Невольно перекидываясь в те годы, когда отбывал действительную, Касьян
с неприятным смущением, однако, вспомнил, что не часто доводилось стрелять
из винтовки: день-деньской, бывало, с мешками да тюками, с лошадьми да
навозом. Не нужно оно было ни для какой надобности, это самое ружье.
- Ружье лучше! - распалял себя мальчишеским разговором Сергунок.- К
ружью можно штык привинтить. Пырнул - и дух вон.
- Ага, можно и штык...
- Штык, он во-острый! Я видел у Веньки Зябы. Он у них в амбаре под
латвиной спрятан. Только весь поржаветый.
- Што, говоришь, в амбаре? - вяло переспросил Касьян, занятый своими
мыслями.
- Да штык! У Веньки у Зябы.
- А-а! Ну-ну...
- Вот бы мне такой! Я бы наточил его - ой-ой! Раз их, рраз! Да, пап? И
готово!
- Кого это?
- Всех врагов! А чего они лезут.
- А мне стык? - подхватил новое слово Митюнька.- Я тоза хоцю сты-ык!
- Тебе нельзя,- важно отказал Сергунок.- Он колется, понял?
- Мозно-о!
- А ну хватит вам про штыки! - оборвала парнишек Натаха.- Тоже мне
колольщики. Вот возьму булавку да языки и накыляю, чтоб чего не след не
мололи.
Уже наверху, на въезде в село, Касьян ссадил с себя Митюньку и, не
глядя на жену, сказал:
- Схожу в колхоз, разузнаю. А вы ступайте домой, нечего вам там делать.

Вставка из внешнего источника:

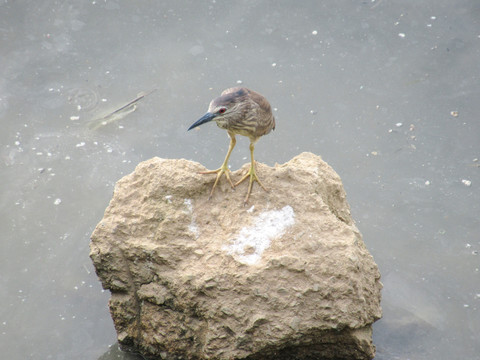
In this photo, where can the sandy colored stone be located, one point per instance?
(285, 277)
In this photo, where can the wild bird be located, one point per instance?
(240, 111)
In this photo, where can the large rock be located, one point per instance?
(285, 277)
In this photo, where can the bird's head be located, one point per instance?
(223, 108)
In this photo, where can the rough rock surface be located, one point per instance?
(285, 277)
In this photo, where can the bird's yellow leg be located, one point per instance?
(251, 174)
(224, 168)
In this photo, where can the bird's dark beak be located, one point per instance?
(205, 118)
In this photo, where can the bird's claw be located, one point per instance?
(253, 177)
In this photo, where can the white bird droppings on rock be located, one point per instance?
(252, 241)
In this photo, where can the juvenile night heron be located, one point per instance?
(240, 111)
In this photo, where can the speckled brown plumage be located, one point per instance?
(240, 111)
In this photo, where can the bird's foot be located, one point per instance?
(253, 177)
(220, 171)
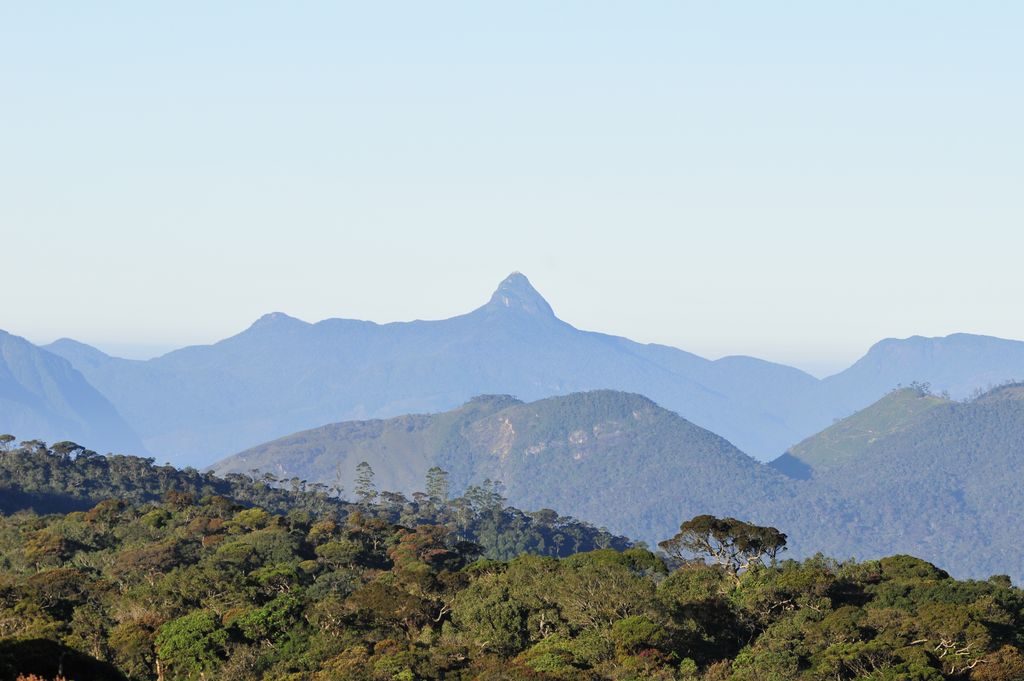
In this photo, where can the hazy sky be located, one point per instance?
(792, 180)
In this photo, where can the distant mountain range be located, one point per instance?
(283, 375)
(912, 472)
(934, 476)
(41, 394)
(615, 459)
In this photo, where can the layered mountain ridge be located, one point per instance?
(283, 375)
(913, 472)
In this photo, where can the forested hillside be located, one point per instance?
(67, 478)
(616, 459)
(914, 472)
(197, 586)
(942, 481)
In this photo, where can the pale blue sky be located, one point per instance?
(792, 180)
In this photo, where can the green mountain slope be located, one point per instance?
(936, 477)
(847, 438)
(615, 459)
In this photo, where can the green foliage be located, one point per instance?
(194, 585)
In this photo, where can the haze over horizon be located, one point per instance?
(819, 368)
(783, 182)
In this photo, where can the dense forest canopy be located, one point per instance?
(180, 575)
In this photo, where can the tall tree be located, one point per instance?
(437, 485)
(733, 544)
(366, 491)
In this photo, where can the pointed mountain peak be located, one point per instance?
(517, 293)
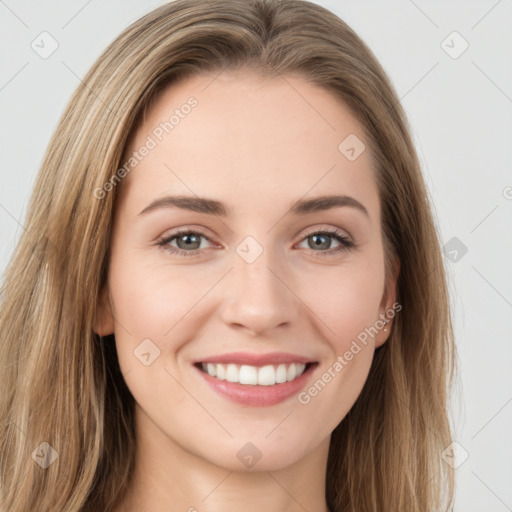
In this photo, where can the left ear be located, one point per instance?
(387, 303)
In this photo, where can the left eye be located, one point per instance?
(188, 243)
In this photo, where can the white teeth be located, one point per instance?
(253, 375)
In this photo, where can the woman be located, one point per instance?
(230, 291)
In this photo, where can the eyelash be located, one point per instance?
(345, 242)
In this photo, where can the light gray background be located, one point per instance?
(460, 112)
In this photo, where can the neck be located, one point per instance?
(169, 478)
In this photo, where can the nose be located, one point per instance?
(260, 297)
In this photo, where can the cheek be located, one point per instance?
(345, 301)
(149, 299)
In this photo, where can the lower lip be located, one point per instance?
(257, 396)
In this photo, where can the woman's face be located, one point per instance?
(251, 282)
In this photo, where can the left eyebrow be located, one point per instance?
(322, 203)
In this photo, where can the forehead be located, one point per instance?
(241, 138)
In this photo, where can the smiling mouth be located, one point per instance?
(248, 375)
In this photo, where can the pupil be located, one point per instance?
(324, 245)
(188, 240)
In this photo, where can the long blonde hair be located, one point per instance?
(60, 386)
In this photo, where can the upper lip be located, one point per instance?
(250, 359)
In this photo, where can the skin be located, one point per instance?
(257, 145)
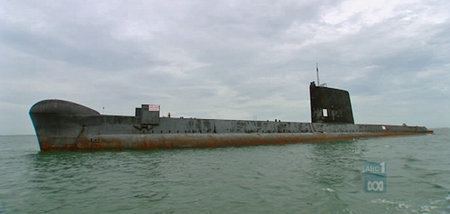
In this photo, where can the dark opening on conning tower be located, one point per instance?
(330, 105)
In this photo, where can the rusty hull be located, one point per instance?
(180, 141)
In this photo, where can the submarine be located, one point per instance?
(66, 126)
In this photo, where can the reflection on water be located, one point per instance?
(291, 178)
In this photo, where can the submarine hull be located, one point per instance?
(63, 125)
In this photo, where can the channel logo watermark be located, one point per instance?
(374, 176)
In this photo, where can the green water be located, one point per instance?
(296, 178)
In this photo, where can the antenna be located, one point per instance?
(317, 73)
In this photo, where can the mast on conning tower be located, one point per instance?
(317, 73)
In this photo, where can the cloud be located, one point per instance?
(228, 59)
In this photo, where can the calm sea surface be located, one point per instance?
(297, 178)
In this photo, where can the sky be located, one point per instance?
(225, 59)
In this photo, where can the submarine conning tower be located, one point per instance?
(330, 105)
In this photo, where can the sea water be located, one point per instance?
(295, 178)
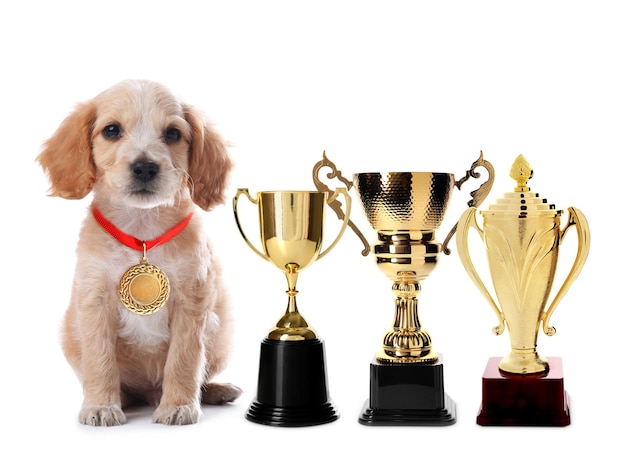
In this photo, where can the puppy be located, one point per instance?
(150, 162)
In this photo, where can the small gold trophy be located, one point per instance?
(522, 236)
(292, 387)
(406, 209)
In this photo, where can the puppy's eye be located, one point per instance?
(112, 131)
(172, 134)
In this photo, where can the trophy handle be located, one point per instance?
(576, 218)
(332, 200)
(467, 220)
(478, 196)
(336, 206)
(245, 192)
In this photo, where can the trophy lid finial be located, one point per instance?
(521, 172)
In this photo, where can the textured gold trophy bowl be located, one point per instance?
(291, 233)
(405, 209)
(522, 234)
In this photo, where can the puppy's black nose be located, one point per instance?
(145, 171)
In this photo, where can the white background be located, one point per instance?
(392, 85)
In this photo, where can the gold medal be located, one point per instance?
(144, 288)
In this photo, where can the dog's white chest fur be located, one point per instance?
(144, 330)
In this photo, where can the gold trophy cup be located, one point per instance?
(292, 388)
(522, 236)
(406, 209)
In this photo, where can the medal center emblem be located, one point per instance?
(144, 288)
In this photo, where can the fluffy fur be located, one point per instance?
(166, 359)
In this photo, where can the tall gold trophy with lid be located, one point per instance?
(522, 235)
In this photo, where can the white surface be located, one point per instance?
(380, 86)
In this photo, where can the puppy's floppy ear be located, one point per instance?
(67, 158)
(209, 163)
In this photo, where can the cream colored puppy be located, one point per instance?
(153, 165)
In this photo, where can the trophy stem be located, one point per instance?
(292, 326)
(407, 341)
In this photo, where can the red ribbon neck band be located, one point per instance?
(132, 241)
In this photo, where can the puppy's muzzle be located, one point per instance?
(144, 172)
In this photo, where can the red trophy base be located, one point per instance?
(524, 400)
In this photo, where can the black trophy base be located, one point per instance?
(292, 389)
(524, 400)
(408, 394)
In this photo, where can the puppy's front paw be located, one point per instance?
(177, 415)
(220, 393)
(102, 415)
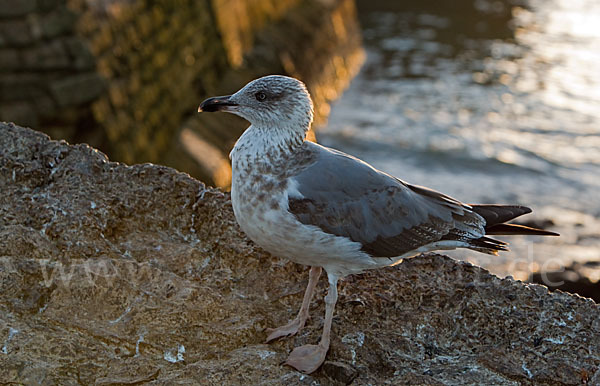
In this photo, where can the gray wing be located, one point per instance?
(347, 197)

И еще не отдышавшись, Касьян полез за кисетом, за мужицкой утехой во
всякой беде. Он крутил косулю, и пальцы его непослушно дрожали, просыпая
махру.
Новая, крепкая правленческая изба без всяких архитектурных
премудростей, если не считать жестяной звезды, возвышенной над коньком на
отдельном шестике, с просторным крыльцом под толстой, ровно обрубленной
соломой, была воздвигнута за околицей прямо на пустыре. Прошка-предсeдатель
не захотел ставить новую контору на прежнем месте в общем деревенском
порядке, где каждое утро и вечер с ревом и пылью, оставляя после себя
лепехи, проходило усвятское стадо и день-деньской возле правления сшивались
чьи-то куры и поросята. Он сам выбрал этот бросовый закраек, пока что
неприютный своей наготой и необжитостью. Но меж лебедой и колючником уже
поднялись тоненькие, в три-четыре веточки, саженцы, обозначавшие, как Прошка
уважительно выражался, будущий парк и аллеи - заветную его мечту.